Gonfiore addominale, a volte dolore addominale e diarrea, questi i principali sintomi intestinali che affliggono gran parte della nostra popolazione. Una consistente parte di questi pazienti lamentano il presentarsi dei sintomi dopo l’ingestione di latte o derivati, ma una quota di tali pazienti non è in grado di porre alcuna correlazione con alimenti specifici.

L’intolleranza al lattosio, così come le altre intolleranze alimentari, va distinta dalle allergie alimentari, perché si tratta di una reazione avversa allo specifico alimento, non immunomediata. Tale intolleranza è causata dalla mancanza della Lattasi e cioè di quell’enzima che consente la digestione del lattosio mediante la scissione in glucosio e galattosio e cioè due zuccheri semplici in grado di essere assorbiti dal nostro intestino.

Vanno distinti 2 tipi di deficit enzimatici: quello caratterizzato dalla completa assenza dell’enzima (alattasia) e l’ipolattasia e cioè una graduale riduzione della lattasi a livello dell’intestino tenue dei soggetti adulti. Tale seconda possibilità è la più frequente nella nostra popolazione. L’intolleranza al lattosio è quindi, un tipico caso di intolleranza enzimatica.

La sua distribuzione geografica vede una maggiore frequenza della malattia negli emisferi più a sud rispetto a quelli del nord con una distribuzione in Europa che spazia dai bassi valori percentuali della Scandinavia (solo il 2%) ad incidenze che raggiungono anche il 70% in alcune aree mediterranee.
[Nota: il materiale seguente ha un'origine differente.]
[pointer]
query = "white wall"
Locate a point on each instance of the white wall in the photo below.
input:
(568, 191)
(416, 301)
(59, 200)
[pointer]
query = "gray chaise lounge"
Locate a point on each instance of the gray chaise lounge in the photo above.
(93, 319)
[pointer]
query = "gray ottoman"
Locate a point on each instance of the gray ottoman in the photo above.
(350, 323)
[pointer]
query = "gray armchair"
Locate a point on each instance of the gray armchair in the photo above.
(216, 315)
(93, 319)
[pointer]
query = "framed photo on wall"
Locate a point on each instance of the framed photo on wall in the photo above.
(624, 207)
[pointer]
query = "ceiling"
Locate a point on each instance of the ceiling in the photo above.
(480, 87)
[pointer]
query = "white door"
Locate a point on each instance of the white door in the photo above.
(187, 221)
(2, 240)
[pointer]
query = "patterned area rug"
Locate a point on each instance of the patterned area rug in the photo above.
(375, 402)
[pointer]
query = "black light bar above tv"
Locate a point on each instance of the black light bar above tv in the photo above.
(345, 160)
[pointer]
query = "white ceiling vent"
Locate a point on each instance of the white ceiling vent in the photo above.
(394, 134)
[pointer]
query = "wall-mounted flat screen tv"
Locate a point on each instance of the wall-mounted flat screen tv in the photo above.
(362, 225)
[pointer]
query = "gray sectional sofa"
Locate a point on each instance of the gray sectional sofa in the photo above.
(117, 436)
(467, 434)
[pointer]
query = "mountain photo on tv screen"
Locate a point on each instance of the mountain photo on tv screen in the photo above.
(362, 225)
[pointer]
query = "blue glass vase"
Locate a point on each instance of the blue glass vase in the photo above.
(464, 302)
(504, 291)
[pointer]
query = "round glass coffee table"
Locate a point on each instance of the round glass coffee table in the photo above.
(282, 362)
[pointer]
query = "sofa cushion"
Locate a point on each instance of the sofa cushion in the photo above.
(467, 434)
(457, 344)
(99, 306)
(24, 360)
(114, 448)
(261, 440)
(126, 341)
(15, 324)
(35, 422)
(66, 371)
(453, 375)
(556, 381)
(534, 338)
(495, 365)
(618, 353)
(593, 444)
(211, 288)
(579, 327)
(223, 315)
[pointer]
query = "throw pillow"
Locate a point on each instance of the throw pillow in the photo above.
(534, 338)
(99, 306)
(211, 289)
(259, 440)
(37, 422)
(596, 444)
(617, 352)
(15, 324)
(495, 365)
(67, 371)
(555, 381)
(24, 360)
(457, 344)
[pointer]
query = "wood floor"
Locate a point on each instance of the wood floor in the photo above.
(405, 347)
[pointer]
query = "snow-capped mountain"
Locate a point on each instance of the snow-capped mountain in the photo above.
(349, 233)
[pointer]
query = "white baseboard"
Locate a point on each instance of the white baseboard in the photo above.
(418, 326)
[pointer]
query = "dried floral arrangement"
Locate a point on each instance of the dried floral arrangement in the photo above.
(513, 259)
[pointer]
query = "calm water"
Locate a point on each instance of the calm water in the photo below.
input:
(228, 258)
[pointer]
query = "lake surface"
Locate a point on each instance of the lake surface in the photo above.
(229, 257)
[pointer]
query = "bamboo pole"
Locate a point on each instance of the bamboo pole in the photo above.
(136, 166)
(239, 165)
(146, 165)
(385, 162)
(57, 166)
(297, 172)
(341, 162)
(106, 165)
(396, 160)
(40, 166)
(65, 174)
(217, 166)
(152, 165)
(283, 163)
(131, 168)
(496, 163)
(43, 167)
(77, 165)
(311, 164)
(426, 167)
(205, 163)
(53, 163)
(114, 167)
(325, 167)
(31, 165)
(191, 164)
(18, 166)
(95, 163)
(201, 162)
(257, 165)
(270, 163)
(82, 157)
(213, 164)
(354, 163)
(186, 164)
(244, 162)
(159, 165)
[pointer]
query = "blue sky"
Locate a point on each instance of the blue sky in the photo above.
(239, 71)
L’andamento in Italia non è differente considerato che il deficit enzimatico interessa circa la metà degli italiani con incidenze certamente più elevate nelle regioni del sud Italia.

Come detto prima, i sintomi dell’Intolleranza al lattosio sono rappresentati in prevalenza da gonfiore addominale, flatulenza, ma anche da dolore addominale e diarrea; in casi più rari il deficit enzimatico è associato a stipsi ma anche a cattiva digestione e/o reflusso. Tuttavia non sempre i pazienti che ne sono affetti manifestano sintomi. Si calcola infatti che soltanto un terzo delle persone manifestano sintomi correlati al deficit di lattasi.

Una volta sospettata l’intolleranza si può procedere ad eseguire un semplice test diagnostico, non invasivo, che è rappresentato dal breath test (test del respiro) al lattosio.

Purtroppo non è semplice convincere i pazienti alla completa eliminazione del lattosio dalla dieta e per fortuna si possono utilizzare come supporto enzimi esogeni (in cp) che possono essere assunti in casi particolari al fine di fornire al paziente una migliore qualità di vita in termini di vita sociale oltre che personale.

Va infine sfatato il mito del lattosio presente negli eccipienti di alcuni farmaci poiché recenti studi hanno dimostrato che esigue quantità non sono in grado di scatenare sintomi significativi.